The more we become accustomed to these currents and the stronger they become, the more powerful the work of caring for the soul of the world. Yes, power is involved in soul work. Power is good. In the realm of the soul, for example, intelligence is the power of thought. Satisfaction is the power of feeling. Accomplishment is the power of the will. There is nothing the matter with power. We look at the suffering of the world and see that much of it seems to be the result of actions of power. It is not power per se, but the tendency of power to accumulate itself that is the source of danger and the source of so much suffering. Power changes the world. Power that accumulates detracts from the world because it is only interested in power for power’s sake.
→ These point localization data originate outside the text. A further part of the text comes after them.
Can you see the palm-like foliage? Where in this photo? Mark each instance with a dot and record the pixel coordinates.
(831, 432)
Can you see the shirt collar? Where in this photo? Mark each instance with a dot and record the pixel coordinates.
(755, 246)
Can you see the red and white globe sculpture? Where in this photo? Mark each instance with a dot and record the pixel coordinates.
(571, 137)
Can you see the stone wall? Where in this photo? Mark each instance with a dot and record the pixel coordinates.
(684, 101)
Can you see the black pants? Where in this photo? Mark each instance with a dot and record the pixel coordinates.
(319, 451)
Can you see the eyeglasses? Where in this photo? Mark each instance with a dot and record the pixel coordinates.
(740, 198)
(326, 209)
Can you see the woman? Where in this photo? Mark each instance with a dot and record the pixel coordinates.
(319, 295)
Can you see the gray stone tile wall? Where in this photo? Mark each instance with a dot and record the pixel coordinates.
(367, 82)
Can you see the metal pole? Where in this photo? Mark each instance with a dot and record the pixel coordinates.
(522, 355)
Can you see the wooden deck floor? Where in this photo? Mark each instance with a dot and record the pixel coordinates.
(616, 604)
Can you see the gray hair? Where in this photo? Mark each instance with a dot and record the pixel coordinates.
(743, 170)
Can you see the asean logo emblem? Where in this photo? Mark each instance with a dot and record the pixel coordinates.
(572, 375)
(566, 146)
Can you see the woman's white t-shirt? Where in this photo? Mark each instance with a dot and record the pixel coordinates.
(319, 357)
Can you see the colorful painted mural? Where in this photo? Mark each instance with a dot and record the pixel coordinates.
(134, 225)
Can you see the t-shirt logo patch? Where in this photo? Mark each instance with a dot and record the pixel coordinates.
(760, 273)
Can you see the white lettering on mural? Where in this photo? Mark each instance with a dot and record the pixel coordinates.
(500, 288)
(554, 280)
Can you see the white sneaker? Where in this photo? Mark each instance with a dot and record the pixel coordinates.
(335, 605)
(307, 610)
Many spiritual disciplines try to stay away from power. Soul work with the soul of the world does not. The warmth of the heart, its radiations, is powerful and does something in the world. In soul work it is quite easy to become interested in the enjoyable feelings of being in the heart. It is imperative to learn to focus not on the feelings of the heart but on the qualities radiating from the heart. When we become centered in the feeling it is a sign that soul work for the sake of the world has introverted and become soul work for the sake of personal feeling. This is a form of accumulating power.  In the work of sacred service for the sake of the world, the power of power is relinquished. Knowledge, effort, and feelings of satisfaction must never accumulate.

 

Working through soul to be present to the soul of the world is known only through the heart and never by the action done. From the outside, the things we do in relation to the world do not seem to be any different than the actions anyone else does. No observer will usually be able to tell that you are caring for the soul of the world. What is done is different, but the differences are subtle. Soul work of any kind lies in the art of the subtle. It is the constant effort to work from the balancing center of our being, the heart, but not to exclude the head or the will. And this soul work has deep faith that the radiations from the heart center are powerful and change the field of interactions in the world in ways that are typically initially unknown, that lie in the physics of the indeterminate.